''I've skied before so don't need lessons''
You don't need to be a beginner to benefit from ski lessons.
Many holiday skiers reach an 'intermediate plateau' where they're happy skiing blue and easy red runs, have their own style but don't always improve from one year to the next. Of course, there's nothing wrong with that unless you're either the type of person who likes to keep improving, or perhaps you feel the spark has disappeared from your skiing.
Even if you're an experienced skier and happy to throw yourself down a black run, you'll be surprised what a difference one or two ski lessons can make. Just a few extra valuable skills, tips or tactics can really help you enjoy more challenging terrain.
''I'm only on holiday for a few days''
Your holiday time is precious and you probably want to make the very best use of your time on the slopes. A few ski lessons can help achieve this and also give you a real sense of purpose to your skiing. A couple of private ski lessons early in your holiday can really make a big difference to the enjoyment of your ski time.
A good ski instructor
will be able to help you identify some key areas for you to go away and practice. These don't necessarily need to be technique based activities. Some tailored tuition could help you focus on building confidence for example, or give you some tactics for tackling different conditions or a particular ski run.
''I want to ski with my partner or friends''
Skiing can be a really sociable sport - sharing chairlifts, eating in a mountain restaurant, hitting the aprés-ski bar. If you're lucky, you'll even be able to ski down the same slopes, at about the same pace, as your family or friends. BUT (and it is a big BUT), the chances of this last bit are possibly less likely than you think.

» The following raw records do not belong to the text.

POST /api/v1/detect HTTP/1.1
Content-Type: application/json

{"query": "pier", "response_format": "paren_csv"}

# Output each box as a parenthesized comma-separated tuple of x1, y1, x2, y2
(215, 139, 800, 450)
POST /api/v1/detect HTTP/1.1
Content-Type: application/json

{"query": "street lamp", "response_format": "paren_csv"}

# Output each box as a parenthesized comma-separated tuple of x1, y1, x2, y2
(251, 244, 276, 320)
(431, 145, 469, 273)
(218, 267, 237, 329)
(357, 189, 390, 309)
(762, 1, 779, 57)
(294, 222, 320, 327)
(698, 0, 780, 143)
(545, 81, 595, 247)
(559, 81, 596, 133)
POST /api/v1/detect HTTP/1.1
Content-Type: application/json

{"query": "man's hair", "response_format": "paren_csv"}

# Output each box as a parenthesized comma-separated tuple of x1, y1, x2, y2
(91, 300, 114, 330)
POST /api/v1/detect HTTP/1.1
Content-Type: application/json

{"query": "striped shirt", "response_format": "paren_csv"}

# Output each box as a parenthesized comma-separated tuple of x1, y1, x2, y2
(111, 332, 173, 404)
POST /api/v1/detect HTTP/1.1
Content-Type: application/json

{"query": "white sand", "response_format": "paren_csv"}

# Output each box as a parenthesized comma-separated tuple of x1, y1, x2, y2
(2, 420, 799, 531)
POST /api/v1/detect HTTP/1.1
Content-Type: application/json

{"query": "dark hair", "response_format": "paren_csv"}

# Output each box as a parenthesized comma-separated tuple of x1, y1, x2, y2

As professional ski instructors we meet people, on an almost daily basis, who struggle to keep up with their partner, group or offspring. Everybody improves at different rates. This may be down to levels of fitness, balance, confidence or just downright sporting prowess.

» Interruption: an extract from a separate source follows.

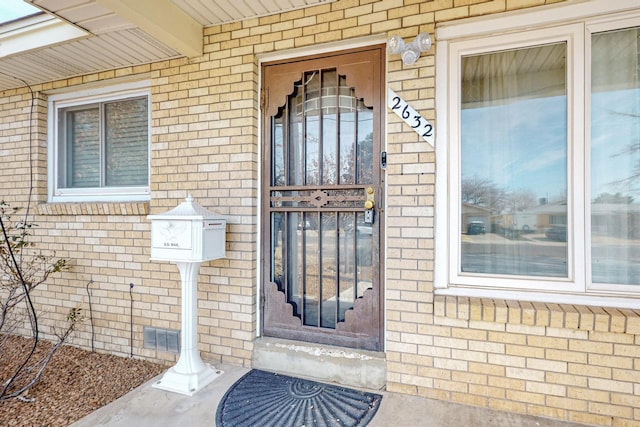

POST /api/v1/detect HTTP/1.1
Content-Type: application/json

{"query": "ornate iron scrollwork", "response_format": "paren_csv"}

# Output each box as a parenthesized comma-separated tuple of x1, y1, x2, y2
(270, 188, 363, 209)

Understanding that you may not be able to ski together as a group is important. It will allow you to remove unhelpful pressure and focus on your own skiing development. Once you've built some good foundations you'll soon be able to cover some ground and ski to that mountain restaurant everyone talks about!
''I've organised kids ski school, but didn't get around to booking lessons for myself''
When it comes to arranging ski holidays, there can be so many different things to think about. Once parents have organised kids ski school
other ski lessons sometimes slip down the priority list.

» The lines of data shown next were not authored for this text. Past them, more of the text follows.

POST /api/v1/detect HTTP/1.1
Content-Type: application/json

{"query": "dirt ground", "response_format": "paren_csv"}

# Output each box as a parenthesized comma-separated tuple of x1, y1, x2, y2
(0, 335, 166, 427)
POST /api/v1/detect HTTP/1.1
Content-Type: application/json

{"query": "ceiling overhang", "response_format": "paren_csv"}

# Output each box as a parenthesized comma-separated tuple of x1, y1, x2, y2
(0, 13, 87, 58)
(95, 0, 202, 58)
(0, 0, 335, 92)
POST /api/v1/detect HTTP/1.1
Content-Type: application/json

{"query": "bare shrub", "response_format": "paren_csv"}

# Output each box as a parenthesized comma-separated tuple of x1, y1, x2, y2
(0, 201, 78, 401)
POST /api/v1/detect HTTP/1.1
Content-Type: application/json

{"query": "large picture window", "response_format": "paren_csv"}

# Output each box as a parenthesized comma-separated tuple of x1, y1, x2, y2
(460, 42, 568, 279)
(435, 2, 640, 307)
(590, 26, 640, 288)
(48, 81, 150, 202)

Try to find the time to pre-book ski lessons for you. We talk to lots of disappointed parents who arrive in Les Gets only to find that ski lesson slots for themselves are fully booked.
When you enquire about lessons for your children it's also worth asking the ski school about lessons for yourself. Let them know if you need your sessions to coincide with the children, or if you can be flexible with lesson times. That way the school can give you a lesson schedule for everyone.
''Ski lessons are another added expense"
Skiing holidays generally don't come cheap but also vary massively in price. Likewise, ski lessons costs can differ considerably depending on what you book and which ski school or instructor you choose.
Lessons are an important part of your holiday so, rather than thinking of them as an added expense, try and build them into your holiday planning - in the same way as you make accommodation and travel arrangements.
Group lessons (or ''ski school'') tend to be the least expensive option but don't always end up necessarily being best value for money. Ski school in small groups of 5/6 kids can be a great option for 6 to 13 year olds, but only when the ages and levels within groups are kept as closely matched as possible.
Group lessons for adult beginners can also be really good fun but make sure the maximum class sizes are small. The main downside to adult group lessons is that everyone tends to have different confidence levels and also progress at mixed rates. You may therefore either be the person getting left behind, or the person waiting on everyone else.